Tortellini Salad
Tortellini Salad
Prep Time: 15 Minutes Chill Time: 30 mins- 1 hr Cook Time: 30 minutes Servings: 6
Ingredient
3 c cheese & spinach tortellini
1 small zucchini, sliced thin
1 medium carrot, peeled and chopped
2 c grape tomatoes, halved
1 bundle of green onions thinly sliced
1 head of broccoli blanched, chilled, and cut into bite size pieces
1 jar of marinated artichoke hearts, drained and chopped
¼ c chopped dill
½ c of shaved fresh parmesan cheese
½ - 1 c salad dressing (your choice: ranch, vinegar or any you like will work)
Instructions
Start by cooking the tortellini according to the instructions on the package to reach al dente. Once cooked, drain and rinse it under cold water to prevent further cooking.
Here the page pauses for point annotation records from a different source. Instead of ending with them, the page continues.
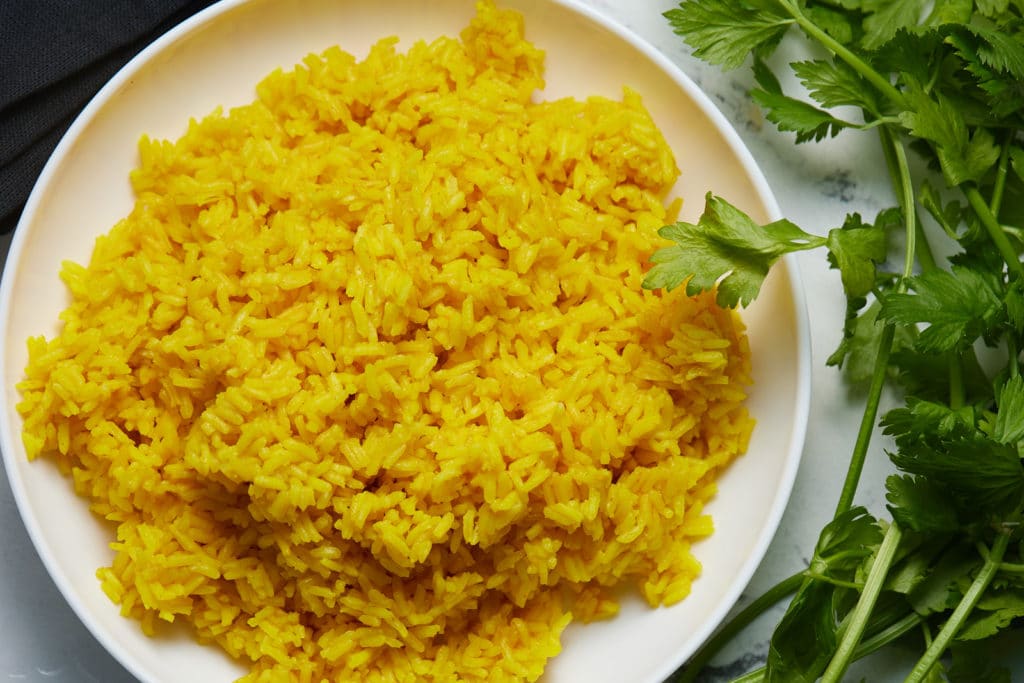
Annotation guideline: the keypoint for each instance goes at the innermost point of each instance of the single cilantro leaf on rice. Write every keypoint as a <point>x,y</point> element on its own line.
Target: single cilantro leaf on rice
<point>725,247</point>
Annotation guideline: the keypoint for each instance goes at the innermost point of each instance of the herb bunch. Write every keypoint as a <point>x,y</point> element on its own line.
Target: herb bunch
<point>943,80</point>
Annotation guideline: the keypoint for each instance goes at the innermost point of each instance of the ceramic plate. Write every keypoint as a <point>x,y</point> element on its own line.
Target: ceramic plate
<point>216,58</point>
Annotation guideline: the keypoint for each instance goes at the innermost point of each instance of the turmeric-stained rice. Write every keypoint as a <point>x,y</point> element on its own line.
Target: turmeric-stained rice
<point>367,380</point>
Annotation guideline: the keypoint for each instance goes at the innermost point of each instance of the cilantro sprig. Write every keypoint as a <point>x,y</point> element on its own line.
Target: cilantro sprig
<point>941,80</point>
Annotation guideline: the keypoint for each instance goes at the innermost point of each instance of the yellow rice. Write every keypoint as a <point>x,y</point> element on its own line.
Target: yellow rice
<point>367,381</point>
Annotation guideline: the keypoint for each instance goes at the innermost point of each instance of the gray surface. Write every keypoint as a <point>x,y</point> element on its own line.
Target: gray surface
<point>42,639</point>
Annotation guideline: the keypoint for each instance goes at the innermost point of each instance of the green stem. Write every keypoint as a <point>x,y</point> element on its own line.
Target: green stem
<point>865,604</point>
<point>906,200</point>
<point>1000,175</point>
<point>841,51</point>
<point>905,191</point>
<point>734,626</point>
<point>835,582</point>
<point>994,230</point>
<point>1013,351</point>
<point>953,624</point>
<point>956,389</point>
<point>867,646</point>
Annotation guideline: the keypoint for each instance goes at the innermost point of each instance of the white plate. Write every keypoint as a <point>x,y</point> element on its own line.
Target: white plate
<point>216,58</point>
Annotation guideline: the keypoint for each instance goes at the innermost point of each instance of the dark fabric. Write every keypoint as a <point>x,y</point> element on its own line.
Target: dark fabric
<point>54,55</point>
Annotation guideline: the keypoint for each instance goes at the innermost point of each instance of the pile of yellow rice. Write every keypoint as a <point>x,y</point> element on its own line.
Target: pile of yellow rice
<point>367,380</point>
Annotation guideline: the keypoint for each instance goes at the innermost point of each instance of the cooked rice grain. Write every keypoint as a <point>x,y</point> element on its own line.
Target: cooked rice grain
<point>367,380</point>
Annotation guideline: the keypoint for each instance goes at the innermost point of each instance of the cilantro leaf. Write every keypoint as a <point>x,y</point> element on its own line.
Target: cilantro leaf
<point>854,249</point>
<point>958,305</point>
<point>846,542</point>
<point>948,216</point>
<point>985,476</point>
<point>911,56</point>
<point>888,17</point>
<point>816,611</point>
<point>963,156</point>
<point>1015,305</point>
<point>927,420</point>
<point>939,591</point>
<point>919,504</point>
<point>792,115</point>
<point>836,84</point>
<point>1010,418</point>
<point>725,33</point>
<point>726,248</point>
<point>991,7</point>
<point>996,61</point>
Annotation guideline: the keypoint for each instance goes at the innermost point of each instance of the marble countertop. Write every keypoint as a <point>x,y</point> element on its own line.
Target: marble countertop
<point>816,185</point>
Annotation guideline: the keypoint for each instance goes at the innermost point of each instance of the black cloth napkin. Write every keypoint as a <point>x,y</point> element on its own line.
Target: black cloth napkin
<point>54,55</point>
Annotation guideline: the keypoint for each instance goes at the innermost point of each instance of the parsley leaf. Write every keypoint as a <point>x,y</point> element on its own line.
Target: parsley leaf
<point>726,248</point>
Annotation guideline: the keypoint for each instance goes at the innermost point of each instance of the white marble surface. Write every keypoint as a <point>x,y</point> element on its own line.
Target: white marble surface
<point>815,185</point>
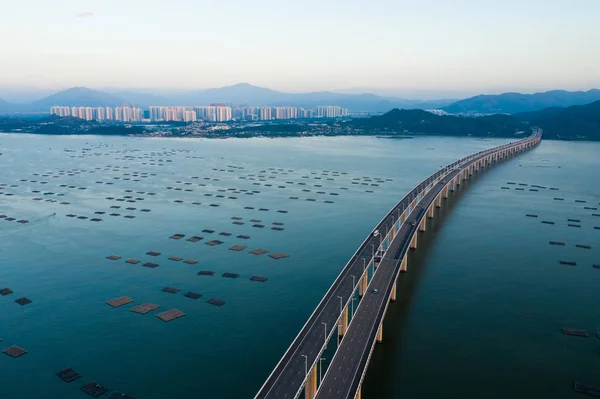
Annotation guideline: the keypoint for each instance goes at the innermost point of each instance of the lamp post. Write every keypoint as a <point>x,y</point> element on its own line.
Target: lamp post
<point>341,314</point>
<point>321,369</point>
<point>352,294</point>
<point>305,365</point>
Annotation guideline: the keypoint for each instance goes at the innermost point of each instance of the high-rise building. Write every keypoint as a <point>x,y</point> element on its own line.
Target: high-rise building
<point>264,114</point>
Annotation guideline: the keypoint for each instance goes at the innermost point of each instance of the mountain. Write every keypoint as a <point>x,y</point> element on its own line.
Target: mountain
<point>422,122</point>
<point>510,103</point>
<point>77,97</point>
<point>245,93</point>
<point>579,122</point>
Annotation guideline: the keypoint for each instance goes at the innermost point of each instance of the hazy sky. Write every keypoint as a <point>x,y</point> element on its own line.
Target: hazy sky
<point>429,46</point>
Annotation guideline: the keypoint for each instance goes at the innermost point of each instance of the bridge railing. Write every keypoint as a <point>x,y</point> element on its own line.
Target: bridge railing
<point>423,188</point>
<point>389,221</point>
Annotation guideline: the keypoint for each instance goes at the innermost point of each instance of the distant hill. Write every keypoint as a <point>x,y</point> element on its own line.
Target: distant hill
<point>77,97</point>
<point>239,94</point>
<point>245,93</point>
<point>142,99</point>
<point>579,122</point>
<point>422,122</point>
<point>511,103</point>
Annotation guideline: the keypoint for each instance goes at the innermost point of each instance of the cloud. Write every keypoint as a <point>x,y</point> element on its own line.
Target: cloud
<point>87,14</point>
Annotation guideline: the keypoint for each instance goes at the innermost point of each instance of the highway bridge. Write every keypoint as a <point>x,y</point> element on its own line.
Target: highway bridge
<point>373,271</point>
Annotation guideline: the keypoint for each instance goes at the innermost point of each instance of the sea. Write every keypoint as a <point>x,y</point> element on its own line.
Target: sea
<point>479,312</point>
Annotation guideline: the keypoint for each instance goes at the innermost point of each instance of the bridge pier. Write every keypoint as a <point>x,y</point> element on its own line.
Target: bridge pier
<point>363,283</point>
<point>310,389</point>
<point>404,264</point>
<point>343,326</point>
<point>423,224</point>
<point>413,241</point>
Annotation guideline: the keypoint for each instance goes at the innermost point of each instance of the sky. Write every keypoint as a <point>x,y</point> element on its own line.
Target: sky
<point>420,48</point>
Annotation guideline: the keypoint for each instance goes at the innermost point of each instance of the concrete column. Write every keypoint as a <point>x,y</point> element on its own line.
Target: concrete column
<point>310,389</point>
<point>343,326</point>
<point>413,241</point>
<point>363,283</point>
<point>423,224</point>
<point>404,264</point>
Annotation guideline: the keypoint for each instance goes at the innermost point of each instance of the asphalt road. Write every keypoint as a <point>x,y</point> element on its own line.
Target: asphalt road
<point>287,379</point>
<point>344,375</point>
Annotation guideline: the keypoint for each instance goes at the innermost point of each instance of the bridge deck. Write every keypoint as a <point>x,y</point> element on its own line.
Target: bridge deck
<point>344,374</point>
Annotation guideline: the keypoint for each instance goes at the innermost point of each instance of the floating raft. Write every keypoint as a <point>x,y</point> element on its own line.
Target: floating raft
<point>574,331</point>
<point>145,308</point>
<point>568,262</point>
<point>279,255</point>
<point>193,295</point>
<point>120,395</point>
<point>94,389</point>
<point>216,302</point>
<point>586,389</point>
<point>170,315</point>
<point>23,301</point>
<point>238,248</point>
<point>120,301</point>
<point>14,351</point>
<point>68,375</point>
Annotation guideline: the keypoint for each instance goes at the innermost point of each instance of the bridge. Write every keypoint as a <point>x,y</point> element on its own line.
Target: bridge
<point>372,273</point>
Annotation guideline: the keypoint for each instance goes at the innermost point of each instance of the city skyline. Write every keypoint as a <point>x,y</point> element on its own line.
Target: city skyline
<point>217,112</point>
<point>436,49</point>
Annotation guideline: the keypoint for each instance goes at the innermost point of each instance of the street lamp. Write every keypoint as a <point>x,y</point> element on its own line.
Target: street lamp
<point>352,302</point>
<point>321,369</point>
<point>340,325</point>
<point>305,365</point>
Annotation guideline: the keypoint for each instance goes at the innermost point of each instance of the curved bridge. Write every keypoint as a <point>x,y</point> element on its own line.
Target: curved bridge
<point>372,271</point>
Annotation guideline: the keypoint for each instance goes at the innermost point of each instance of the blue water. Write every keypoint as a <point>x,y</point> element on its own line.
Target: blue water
<point>226,352</point>
<point>484,316</point>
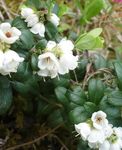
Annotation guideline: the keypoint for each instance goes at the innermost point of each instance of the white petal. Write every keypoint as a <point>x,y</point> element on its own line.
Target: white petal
<point>43,73</point>
<point>115,146</point>
<point>118,131</point>
<point>83,129</point>
<point>15,31</point>
<point>50,45</point>
<point>1,58</point>
<point>67,62</point>
<point>38,28</point>
<point>96,136</point>
<point>54,19</point>
<point>66,46</point>
<point>32,20</point>
<point>99,124</point>
<point>105,146</point>
<point>25,12</point>
<point>108,131</point>
<point>5,26</point>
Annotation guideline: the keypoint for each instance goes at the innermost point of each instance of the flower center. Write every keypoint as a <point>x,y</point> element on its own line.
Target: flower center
<point>8,34</point>
<point>48,60</point>
<point>98,119</point>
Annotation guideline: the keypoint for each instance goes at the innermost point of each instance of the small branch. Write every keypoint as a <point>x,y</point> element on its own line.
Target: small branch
<point>35,140</point>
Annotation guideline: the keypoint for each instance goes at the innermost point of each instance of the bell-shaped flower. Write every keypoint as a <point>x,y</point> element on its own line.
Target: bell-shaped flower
<point>25,12</point>
<point>99,120</point>
<point>96,136</point>
<point>9,34</point>
<point>32,20</point>
<point>67,62</point>
<point>48,65</point>
<point>114,142</point>
<point>66,46</point>
<point>83,129</point>
<point>38,28</point>
<point>54,19</point>
<point>10,62</point>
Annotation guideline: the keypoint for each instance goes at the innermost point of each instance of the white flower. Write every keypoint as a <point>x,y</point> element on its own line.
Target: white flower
<point>48,65</point>
<point>1,58</point>
<point>66,46</point>
<point>38,28</point>
<point>9,34</point>
<point>10,62</point>
<point>96,136</point>
<point>114,142</point>
<point>32,20</point>
<point>67,62</point>
<point>25,12</point>
<point>54,19</point>
<point>83,129</point>
<point>99,120</point>
<point>50,45</point>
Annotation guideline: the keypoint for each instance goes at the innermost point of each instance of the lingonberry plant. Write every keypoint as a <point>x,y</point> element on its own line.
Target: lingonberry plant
<point>48,79</point>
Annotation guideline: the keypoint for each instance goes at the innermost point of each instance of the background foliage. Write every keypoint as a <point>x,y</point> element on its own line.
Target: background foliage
<point>42,114</point>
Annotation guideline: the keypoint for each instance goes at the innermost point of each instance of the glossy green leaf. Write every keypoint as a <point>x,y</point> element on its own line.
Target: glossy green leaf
<point>115,98</point>
<point>5,95</point>
<point>77,96</point>
<point>78,115</point>
<point>90,40</point>
<point>34,62</point>
<point>118,69</point>
<point>95,90</point>
<point>61,95</point>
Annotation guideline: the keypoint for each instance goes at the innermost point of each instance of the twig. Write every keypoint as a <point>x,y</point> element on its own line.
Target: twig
<point>35,140</point>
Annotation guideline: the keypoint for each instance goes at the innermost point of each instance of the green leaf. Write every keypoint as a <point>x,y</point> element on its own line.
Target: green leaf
<point>115,98</point>
<point>95,90</point>
<point>93,8</point>
<point>5,95</point>
<point>34,62</point>
<point>90,40</point>
<point>118,69</point>
<point>78,115</point>
<point>64,81</point>
<point>33,3</point>
<point>61,95</point>
<point>24,72</point>
<point>95,32</point>
<point>29,87</point>
<point>90,107</point>
<point>109,109</point>
<point>26,40</point>
<point>62,10</point>
<point>41,44</point>
<point>100,62</point>
<point>51,31</point>
<point>55,118</point>
<point>77,96</point>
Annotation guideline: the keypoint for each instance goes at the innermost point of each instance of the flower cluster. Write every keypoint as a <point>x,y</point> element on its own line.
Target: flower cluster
<point>117,1</point>
<point>9,59</point>
<point>99,133</point>
<point>33,21</point>
<point>57,59</point>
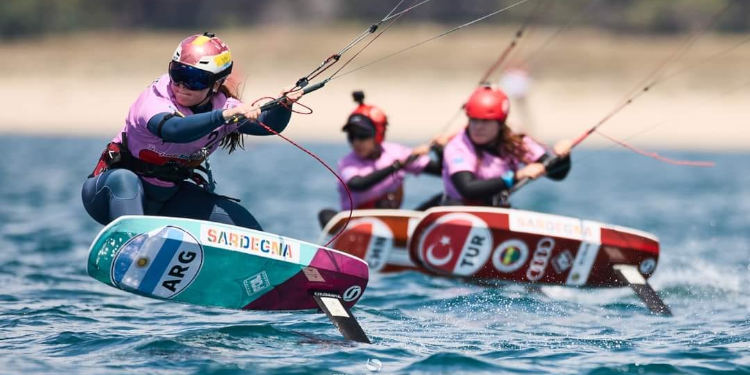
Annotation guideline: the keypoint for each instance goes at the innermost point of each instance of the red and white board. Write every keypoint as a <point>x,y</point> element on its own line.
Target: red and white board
<point>380,237</point>
<point>530,247</point>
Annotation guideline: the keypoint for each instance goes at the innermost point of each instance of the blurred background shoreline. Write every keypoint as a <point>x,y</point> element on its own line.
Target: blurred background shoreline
<point>80,81</point>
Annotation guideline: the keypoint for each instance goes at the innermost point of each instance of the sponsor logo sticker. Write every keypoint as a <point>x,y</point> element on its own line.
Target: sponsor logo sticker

Toss it with some olive oil to prevent it from sticking together.
In a separate pot, bring salted water to a boil and add broccoli. Cook it for a few minutes until it changes to a different shade of bright green. This process is called blanching. Once the broccoli is done, remove it from the pot, chill and chop it into bite-sized pieces.
Prepare the other ingredients while the tortellini and broccoli cook. Slice the zucchini and carrots into thin rounds, cut the tomatoes into halves, chop the green onions and dill, and drain the artichoke hearts.
In a large bowl, combine the cooked tortellini, blanched broccoli, sliced zucchini, carrots, tomatoes, chopped green onions and dill, drained artichoke hearts, and parmesan.
Add salad dressing of your choice and toss everything together until well combined.
Cover the bowl and chill it in the refrigerator for at least 30 minutes to an hour before serving. This allows the flavors to meld together and the salad to cool.